Yahoo said to mull layoffs
Written on October 22, 2008
The Internet portal Yahoo Inc. is weighing additional layoffs as it mulls cost-cutting measures, according to a published report Monday.
Yahoo (YHOO, Fortune 500) was expected to add more job cuts to the 1,000 that it already announced back in January, The Wall Street Journal reported. Since that time, the company has offset the job cuts with new job hires.
The Sunnyvale, Calif.-based company is expected to detail its cost-cutting efforts when it announces third-quarter earnings after the closing bell Tuesday.

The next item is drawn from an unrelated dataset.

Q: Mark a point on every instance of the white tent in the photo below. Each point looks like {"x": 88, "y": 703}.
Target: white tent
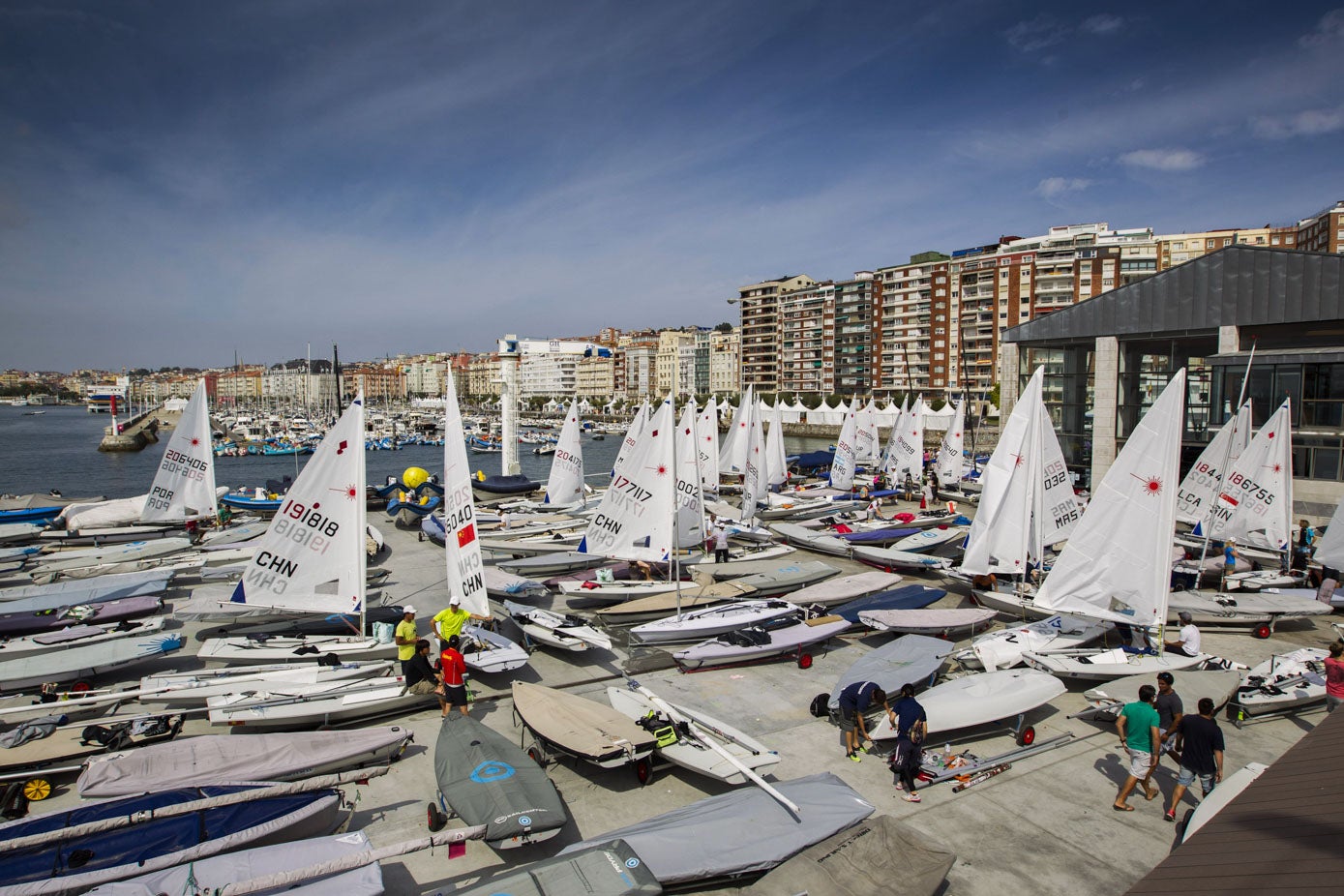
{"x": 939, "y": 419}
{"x": 825, "y": 415}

Earnings expectations are lackluster. A consensus of analysts interviewed by Thomson FirstCall projects a 7% increase in revenues, to $1.37 billion, and a 21% plunge in earnings, to 9 cents per share.
Many investors have lost faith with Yahoo since it rejected a $47.5 billion takeover attempt from Microsoft (MSFT, Fortune 500) back in May payday advance low fees. The company has lost more than 50% of its value since then, with the stock sinking to a 5-1/2 year low last week at $11.37.
Shareholders seem to think that leadership is the problem. At the annual company meeting in August, about 40% of the shareholders opposed the re-election of Chairman Roy Bostock, and 34% wanted to eject Chief Executive and co-founder Jerry Yang from the board.
Microsoft is scheduled to announce third-quarter earnings Thursday, after the close. A consensus of analysts interviewed by Thomson FirstCall projects that revenue will increase 7% to $14.8 billion and earnings will rise 5% to 47 cents per share.